With an understandably hoarse voice, the former Secretary of State didn’t waste time giving shout-outs to the elected officials in the audience — former Mayor Michael Nutter, Senator Bob Casey, Congressman Bob Brady among them — and reaffirming her roots in the state. Her son-in-law is from Philly (and her grandchild an alleged Eagles fan); her brother went to Penn State; her father lived in Scranton. “I was baptized in Scranton, we spent Christmases, we spent summers on Lake Winola — a small lake near Tunkhannock, which is outside Scranton,” she said. “I’ve had a lot of wonderful times in Pennsylvania.”

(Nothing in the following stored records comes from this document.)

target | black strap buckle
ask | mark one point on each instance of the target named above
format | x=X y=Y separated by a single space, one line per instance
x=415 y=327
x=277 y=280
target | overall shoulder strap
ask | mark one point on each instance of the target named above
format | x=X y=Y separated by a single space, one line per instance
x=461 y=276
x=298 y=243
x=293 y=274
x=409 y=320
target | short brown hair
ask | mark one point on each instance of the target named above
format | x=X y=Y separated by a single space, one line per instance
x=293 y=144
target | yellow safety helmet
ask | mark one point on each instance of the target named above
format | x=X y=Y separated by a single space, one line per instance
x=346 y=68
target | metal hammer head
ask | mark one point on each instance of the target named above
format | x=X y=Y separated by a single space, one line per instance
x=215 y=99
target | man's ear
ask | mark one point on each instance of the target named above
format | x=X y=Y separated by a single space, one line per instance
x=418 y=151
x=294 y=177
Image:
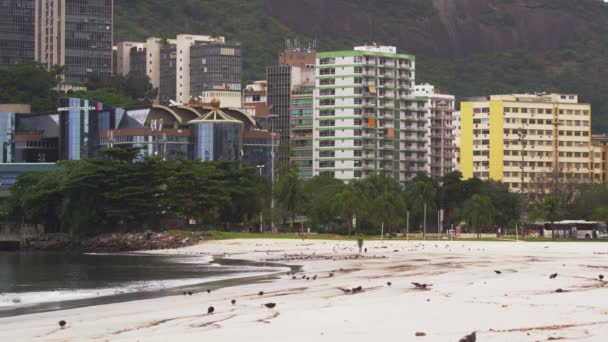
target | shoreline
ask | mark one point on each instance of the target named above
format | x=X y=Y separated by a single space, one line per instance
x=238 y=278
x=520 y=304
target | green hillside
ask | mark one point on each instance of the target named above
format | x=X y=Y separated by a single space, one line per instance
x=473 y=54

Before long, Clinton was stumping about the economy — specifically, how much better it was when her husband, President Bill Clinton, was in the White House. “Our economy always does better when we have a Democrat in the White House,” she said to raucous cheers from the audience. “You don’t have to go back to ancient history. You can go back to the 1990s. Twenty-three million new jobs. Incomes rose for everybody. That’s the point I want to stress.”
Roughly seven minutes into speaking, a group of 10 or so Black Lives Matter protesters raised up placards, causing the press box to crane towards their demonstration and momentarily drawing the attention away from Clinton. They were forcibly escorted out. (You can read more about what happened here.)
Clinton used the moment to situate herself as a unifier. “I would go anywhere and meet with anybody to find common ground,” she said.
The speech continued, touching on everything from education to infrastructure to reversing Citizens United. Clinton did not take many digs at Senator Sanders throughout her speech, administering a tone that sounded as if she’s all but pivoted to the general election, nearly assured that she’ll be the party’s nominee. She did throw in at least one line that she’s been using often to criticize her primary opponent: “It’s not enough to diagnose the problem, you’ve got to know how to solve the problem.”